Menyingkirkan Penampilan dari Persamaan
Bagi sebagian perempuan, bekerja jarak jauh menjadi strategi untuk menghapus standar ganda ini. Dengan kamera dimatikan dan penampilan tak lagi jadi sorotan, reputasi dibangun sepenuhnya lewat kualitas kerja.
Namun, tidak semua orang memiliki privilese itu. Banyak perempuan tetap harus hadir tatap muka atau tampil di layar. Jika demikian, ada dua pilihan: menggunakan “premi makeup” secara strategis (dengan cara hemat, misalnya memakai produk drugstore), atau melawan dengan taktik lain yang lebih berkelanjutan untuk meningkatkan penghasilan.

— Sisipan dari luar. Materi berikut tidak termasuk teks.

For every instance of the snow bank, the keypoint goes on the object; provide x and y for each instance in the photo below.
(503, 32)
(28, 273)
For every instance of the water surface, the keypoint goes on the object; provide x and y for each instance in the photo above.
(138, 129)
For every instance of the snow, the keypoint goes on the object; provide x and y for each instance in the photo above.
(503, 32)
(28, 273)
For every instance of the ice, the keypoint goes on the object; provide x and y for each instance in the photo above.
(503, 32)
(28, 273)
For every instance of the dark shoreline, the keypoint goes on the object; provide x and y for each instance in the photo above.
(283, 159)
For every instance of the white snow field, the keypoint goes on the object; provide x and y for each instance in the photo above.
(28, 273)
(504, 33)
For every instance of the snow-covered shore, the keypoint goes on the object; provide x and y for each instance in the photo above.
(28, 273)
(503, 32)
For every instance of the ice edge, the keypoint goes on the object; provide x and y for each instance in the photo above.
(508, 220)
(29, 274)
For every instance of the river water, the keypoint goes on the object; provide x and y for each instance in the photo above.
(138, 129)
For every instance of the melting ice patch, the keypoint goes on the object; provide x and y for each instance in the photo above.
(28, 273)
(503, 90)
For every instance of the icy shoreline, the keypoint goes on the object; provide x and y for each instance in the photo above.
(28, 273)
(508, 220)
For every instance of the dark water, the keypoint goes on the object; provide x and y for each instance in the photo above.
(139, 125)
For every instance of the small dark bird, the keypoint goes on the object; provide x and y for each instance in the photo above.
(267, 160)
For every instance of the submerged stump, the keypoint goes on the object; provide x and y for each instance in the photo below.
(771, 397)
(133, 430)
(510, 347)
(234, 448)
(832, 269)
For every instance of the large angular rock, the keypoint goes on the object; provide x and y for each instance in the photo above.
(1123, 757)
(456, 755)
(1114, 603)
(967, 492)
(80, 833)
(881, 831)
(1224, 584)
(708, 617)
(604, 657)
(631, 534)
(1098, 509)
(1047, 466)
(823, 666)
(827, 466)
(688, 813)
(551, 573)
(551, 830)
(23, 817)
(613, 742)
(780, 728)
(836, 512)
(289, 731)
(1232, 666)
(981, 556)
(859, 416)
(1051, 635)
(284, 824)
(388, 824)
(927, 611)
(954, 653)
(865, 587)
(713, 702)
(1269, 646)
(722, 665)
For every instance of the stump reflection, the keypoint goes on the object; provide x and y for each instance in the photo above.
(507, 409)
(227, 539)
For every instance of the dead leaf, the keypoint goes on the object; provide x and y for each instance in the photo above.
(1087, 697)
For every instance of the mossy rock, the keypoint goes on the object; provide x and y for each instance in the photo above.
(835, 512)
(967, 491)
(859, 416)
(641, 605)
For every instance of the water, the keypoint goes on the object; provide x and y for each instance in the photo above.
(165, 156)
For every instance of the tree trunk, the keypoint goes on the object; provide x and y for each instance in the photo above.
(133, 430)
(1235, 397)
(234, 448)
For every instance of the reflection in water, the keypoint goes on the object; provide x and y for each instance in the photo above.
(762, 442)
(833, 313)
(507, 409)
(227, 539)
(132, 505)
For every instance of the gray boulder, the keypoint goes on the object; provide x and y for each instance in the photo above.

Strategi Lain untuk Mendapatkan Kenaikan Gaji
- Berani Negosiasi
Banyak penelitian menunjukkan perempuan lebih jarang bernegosiasi gaji dibanding laki-laki. Padahal, sikap percaya diri bisa membuat nilai kita lebih dihargai. Jangan bertanya, “bolehkah saya digaji sekian?”, tapi nyatakan, “ini tarif saya.”
- Berdasarkan Data, Bukan Perasaan
Alih-alih takut dicap “agresif”, bawalah bukti konkret: kisaran gaji di industri, perbandingan dengan rekan sejawat, atau standar profesi. Fakta akan lebih sulit dibantah.
- Job-Hopping
Loyal pada satu perusahaan bukan lagi jaminan. Studi menunjukkan, pindah kerja setiap beberapa tahun bisa mendatangkan kenaikan gaji hingga 35% dalam tiga tahun, jauh lebih tinggi dibanding kenaikan tahunan yang biasanya hanya 2,5%.
- Bangun Jaringan Sesama Perempuan
Penelitian Harvard Business Review menemukan, perempuan yang memiliki lingkaran pertemanan profesional dengan sesama perempuan sukses lebih berpeluang mendapatkan posisi kepemimpinan dan gaji lebih tinggi. Dukungan sesama perempuan terbukti memperkuat posisi dalam dunia kerja.
Menutup dengan Refleksi
Baca Juga: Tingkatkan Networking, Ini 5 Manfaat Work Life Balance bagi Karyawan
Fenomena beauty premium memperlihatkan ironi: di satu sisi, penampilan bisa menjadi jalan pintas menuju penghasilan lebih tinggi, namun di sisi lain, itu menambah beban finansial sekaligus tekanan sosial bagi perempuan.
Karier seharusnya ditentukan oleh kemampuan, bukan eyeliner atau lipstik. Karena itu, selain memanfaatkan strategi negosiasi, data, mobilitas kerja, dan jaringan, perempuan juga perlu terus mendorong perubahan budaya kerja agar nilai profesional tidak lagi dikaitkan dengan standar kecantikan yang sempit.
Pada akhirnya, yang dibutuhkan bukanlah perempuan yang selalu tampil sempurna, melainkan perempuan yang percaya diri, kompeten, dan diberi ruang untuk berkembang tanpa harus membayar “pajak kecantikan” terlebih dahulu.